For Social Media Marketing, Earned Media Rules
Earned = user word-of-mouth
Owned = brand managed channels such as websites, social networks, and email
Paid = Bought media through an insertion order or agreement
In reality, true integration is disappointingly rare. Here's why:
·Organizations are silo-ed between owned (digital), earned (communications) and paid (advertising). Since social media impacts a business horizontally -- across customer acquisition, retention, service -- corporate structure gates the ability to act effectively in social media across channels.
·The primary way in which people consume media is a link; word-of-mouth is a link; traffic is a link. With all due respect to creative directors around the world, great viral content must be created in the context of how content is distributed. People interact with the Old Spice Guy through shared links; relatively few actually engage with the live experience.
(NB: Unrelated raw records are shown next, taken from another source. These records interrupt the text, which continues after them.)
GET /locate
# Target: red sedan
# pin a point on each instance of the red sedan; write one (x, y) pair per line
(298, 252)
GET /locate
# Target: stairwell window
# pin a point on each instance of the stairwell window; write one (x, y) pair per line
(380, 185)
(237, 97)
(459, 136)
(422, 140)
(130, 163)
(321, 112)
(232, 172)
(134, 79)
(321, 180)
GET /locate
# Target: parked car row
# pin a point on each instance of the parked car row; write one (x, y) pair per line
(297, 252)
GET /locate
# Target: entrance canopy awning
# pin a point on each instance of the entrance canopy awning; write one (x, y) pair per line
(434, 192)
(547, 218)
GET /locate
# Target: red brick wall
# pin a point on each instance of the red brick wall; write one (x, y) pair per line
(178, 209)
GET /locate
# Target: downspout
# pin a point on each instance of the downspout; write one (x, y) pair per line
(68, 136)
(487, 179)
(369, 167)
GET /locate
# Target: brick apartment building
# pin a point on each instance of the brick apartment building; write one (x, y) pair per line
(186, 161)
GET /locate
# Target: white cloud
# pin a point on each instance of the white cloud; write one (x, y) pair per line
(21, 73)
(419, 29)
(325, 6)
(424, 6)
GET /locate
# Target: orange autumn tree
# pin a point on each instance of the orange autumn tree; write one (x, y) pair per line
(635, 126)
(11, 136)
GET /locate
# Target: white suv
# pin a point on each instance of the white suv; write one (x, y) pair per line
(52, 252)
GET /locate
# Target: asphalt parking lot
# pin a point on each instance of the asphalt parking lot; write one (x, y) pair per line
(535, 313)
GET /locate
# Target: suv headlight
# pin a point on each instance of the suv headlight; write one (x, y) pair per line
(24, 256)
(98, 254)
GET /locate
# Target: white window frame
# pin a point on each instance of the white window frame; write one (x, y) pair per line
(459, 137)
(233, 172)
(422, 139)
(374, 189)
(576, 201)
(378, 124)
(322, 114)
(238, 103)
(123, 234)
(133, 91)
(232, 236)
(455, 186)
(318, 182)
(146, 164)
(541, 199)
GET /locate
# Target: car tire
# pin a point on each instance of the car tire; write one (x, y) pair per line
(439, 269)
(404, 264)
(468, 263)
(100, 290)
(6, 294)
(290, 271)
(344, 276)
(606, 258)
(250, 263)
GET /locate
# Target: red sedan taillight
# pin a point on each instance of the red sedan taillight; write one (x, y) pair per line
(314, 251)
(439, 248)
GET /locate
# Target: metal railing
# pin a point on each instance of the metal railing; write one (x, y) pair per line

·Paid, owned and earned media are not actually separate. For example, Brand X creates a campaign based on earned word-of-mouth, promotes through its Facebook page, and syndicate as an ad unit through Outbrain. The lexicon is inadequate; paid + owned + earned = basic, fundamental social marketing. The more we separate the terminology, the more we reinforce the silos.
·If earned, owned and paid media had a baby, it would be called shared media. Successful marketers increasingly build audience by bartering exposure on social channels in exchange for in-kind promotion. When Barbie and Match.com work together to promote Ken and Barbie, both companies reap the benefits of the reach, and validation, from each other's communities. This is just good business.
·In the end, earned media rules. All marketing should pass through the filter of its potential for earned word-of-mouth. If you had two pieces of creative, and one could drive earned media, and one would not, all things being equal, it is an easy decision. Earned media requires paid and owned, but it is the place to begin the ideation in most cases.
So here is what you do:
·Knock down organizational walls to force marketing disciplines to collaborate. This is not the job of a social-media vertical within the organization. Do not create an organizational hierarchy, in which paid -- which has the biggest budgets -- often rules, because social ideas can come from every part of the organization.
·Use word-of-mouth potential as the primary criteria in campaign ideas. Use data, the representation of word-of-mouth, to inform the campaign.
·If you want to build audience, build audience on the backs of people and partners who already engage your audience through shared media.
·Marry creative/production with distribution to ensure that brand content plays out along today's more distributed, social customer journey. Ensure no dead ends in media.